Il 75% dei dipendenti utilizza WhatsApp o altre app di messaggistica istantanea e software di videoconferenza online come Teams e Zoom per condividere dati sensibili, e il 71% di essi ammette di usare queste applicazioni per inviare informazioni critiche riguardanti l’azienda per cui lavora. Per questo, quasi un terzo (30%) degli impiegati è stato già ammonito dai propri responsabili dopo aver inviato tali dati confidenziali tramite canali non consentiti dalle procedure interne.
Tra le informazioni scambiate tramite queste applicazioni vi sono password aziendali, dettagli delle carte di credito, dati dei clienti e piani strategici, informazioni bancarie e salariali, e persino risultati dei test Covid-19 dei dipendenti con relativi dettagli medici.
Questo è il preoccupante quadro che emerge da uno studio condotto da Veritas Technologies, leader nella produzione di soluzioni tecnologiche per la protezione dei dati a livello globale, che ha intervistato 12.500 colletti bianchi che lavorano in varie nazioni d’Europa, in Medio Oriente, nell’Asia Pacifico e negli Stati Uniti.
Anche se i rischi di frodi informatiche sono sempre dietro l’angolo, come precisa Veritas Technologies nel proprio rapporto “Hidden Threat of Business Collaboration Report”, il problema non è necessariamente che queste piattaforme non siano abbastanza sicure, perché occorre riconoscere che molte di esse ora supportano la crittografia end-to-end, tuttavia se il management non ne approva l’utilizzo le organizzazioni potrebbero incorrere in problemi di non conformità riguardanti le normative sulla privacy, Gdpr incluso.
Purtroppo i risultati della ricerca non sembrano neanche il frutto di singoli episodi, perché il 79% degli intervistati ha affermato che in futuro si troverà di nuovo ad usare app di messaggistica istantanea e videoconferenza online per condividere informazioni aziendali e dati sensibili.

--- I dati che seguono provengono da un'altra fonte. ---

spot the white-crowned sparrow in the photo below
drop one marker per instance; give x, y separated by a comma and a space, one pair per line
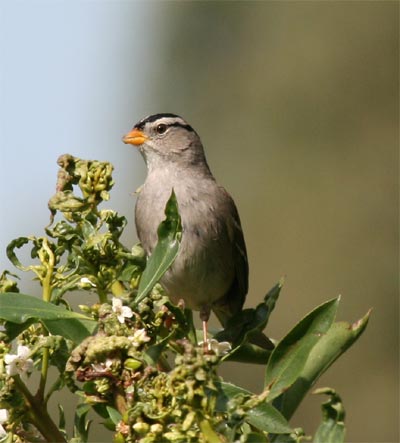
211, 269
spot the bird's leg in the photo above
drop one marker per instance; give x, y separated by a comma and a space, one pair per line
204, 316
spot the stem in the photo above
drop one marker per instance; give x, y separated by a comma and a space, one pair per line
39, 416
102, 296
46, 295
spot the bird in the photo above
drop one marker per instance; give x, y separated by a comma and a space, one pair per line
211, 271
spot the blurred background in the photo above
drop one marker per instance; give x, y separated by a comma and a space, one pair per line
297, 106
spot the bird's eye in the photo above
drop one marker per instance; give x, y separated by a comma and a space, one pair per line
161, 128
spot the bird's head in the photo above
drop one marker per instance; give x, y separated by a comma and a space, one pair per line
164, 139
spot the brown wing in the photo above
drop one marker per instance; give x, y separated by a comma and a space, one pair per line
234, 299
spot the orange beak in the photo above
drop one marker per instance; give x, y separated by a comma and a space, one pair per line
135, 137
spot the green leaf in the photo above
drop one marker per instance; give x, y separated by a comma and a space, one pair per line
332, 429
22, 309
247, 326
332, 345
263, 416
114, 415
289, 357
81, 424
166, 250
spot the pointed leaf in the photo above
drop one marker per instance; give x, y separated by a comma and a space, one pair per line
289, 357
332, 345
24, 309
263, 416
166, 250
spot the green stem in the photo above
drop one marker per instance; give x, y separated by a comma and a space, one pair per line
39, 416
46, 295
102, 296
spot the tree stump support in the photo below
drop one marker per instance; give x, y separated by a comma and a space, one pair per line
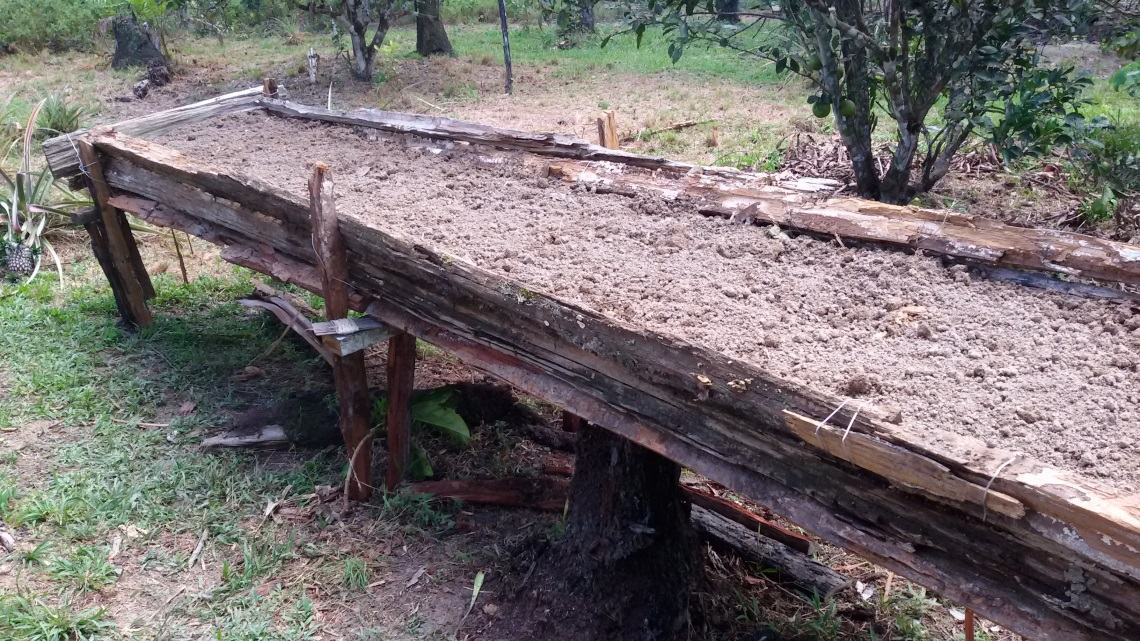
401, 368
114, 246
349, 373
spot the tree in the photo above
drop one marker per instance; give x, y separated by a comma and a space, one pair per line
358, 17
906, 58
627, 560
431, 37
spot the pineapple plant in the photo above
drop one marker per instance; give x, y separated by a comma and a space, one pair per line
31, 201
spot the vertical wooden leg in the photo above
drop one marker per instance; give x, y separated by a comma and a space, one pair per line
401, 368
114, 245
572, 422
348, 371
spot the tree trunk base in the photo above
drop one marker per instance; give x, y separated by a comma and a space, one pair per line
627, 562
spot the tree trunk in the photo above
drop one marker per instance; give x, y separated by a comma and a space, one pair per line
627, 561
727, 10
586, 16
136, 43
431, 37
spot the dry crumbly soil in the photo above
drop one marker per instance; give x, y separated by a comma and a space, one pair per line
1052, 375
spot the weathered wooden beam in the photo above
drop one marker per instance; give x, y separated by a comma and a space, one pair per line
1067, 569
957, 235
401, 370
62, 151
128, 276
349, 373
800, 570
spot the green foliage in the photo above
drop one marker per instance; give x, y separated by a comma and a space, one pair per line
87, 569
1040, 113
53, 24
431, 410
58, 115
355, 574
27, 618
1107, 159
29, 201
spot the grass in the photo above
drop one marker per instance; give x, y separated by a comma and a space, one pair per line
25, 617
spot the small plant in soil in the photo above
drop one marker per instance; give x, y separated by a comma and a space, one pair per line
30, 208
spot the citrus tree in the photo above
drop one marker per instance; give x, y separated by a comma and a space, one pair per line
938, 69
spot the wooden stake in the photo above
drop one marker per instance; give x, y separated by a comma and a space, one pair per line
401, 368
506, 49
348, 371
608, 130
114, 245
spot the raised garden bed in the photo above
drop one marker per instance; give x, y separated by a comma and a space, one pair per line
724, 346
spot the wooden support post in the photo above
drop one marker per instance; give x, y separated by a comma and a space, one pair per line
348, 371
401, 368
114, 245
608, 130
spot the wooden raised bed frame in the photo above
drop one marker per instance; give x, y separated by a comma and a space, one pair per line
1041, 551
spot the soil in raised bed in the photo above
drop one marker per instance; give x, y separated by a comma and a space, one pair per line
1053, 375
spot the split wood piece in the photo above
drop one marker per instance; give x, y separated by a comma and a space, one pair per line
900, 465
438, 128
62, 151
608, 131
542, 493
401, 370
746, 518
724, 420
800, 570
349, 372
128, 276
349, 335
291, 317
943, 233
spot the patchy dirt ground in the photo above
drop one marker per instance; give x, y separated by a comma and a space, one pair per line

Commentando i risultati evidenziati da Veritas Technologies, il presidente di Federprivacy, Nicola Bernardi, ha espresso la propria preoccupazione:
“Dall’inizio della pandemia abbiamo riscontrato un notevole aumento dell’uso di WhatsApp e delle varie piattaforme online per motivi di lavoro, e se da una parte le aziende investono risorse e denaro per mantenere un adeguato livello di conformità generale al Gdpr, la realtà è che in molti casi esse hanno perso il controllo dei propri dati personali proprio a causa del fatto che molti dipendenti si sono abituati a ricorrere spesso alla scorciatoia dell’app per trasmettere informazioni confidenziali preferendo la comodità al rispetto delle policy aziendali. Ci troviamo di fronte a un fenomeno molto preoccupante che, se trascurato, tenderà ad aggravarsi ulteriormente, e non è un caso che stiamo già osservando le prime sanzioni proprio per violazioni collegate ad usi non conformi di tali applicazioni.”
Negli ultimi tempi, sono state infatti registrate varie sanzioni per infrazioni del Gdpr riguardanti l’utilizzo di WhatsApp, come ad esempio quella che aveva colpito la Raiffeisen Bank perché due dipendenti della banca avevano usato WhatsApp per trasmettere simulazioni di esiti di richieste di finanziamento, e anche quella inflitta alla Banca Transilvania, i cui dipendenti che avevano ricevuto una mail sarcastica da un cliente l’avevano condivisa sempre tramite WhatsApp per poi farla rimbalzare da un social network all’altro fino a farla diventare virale su Internet.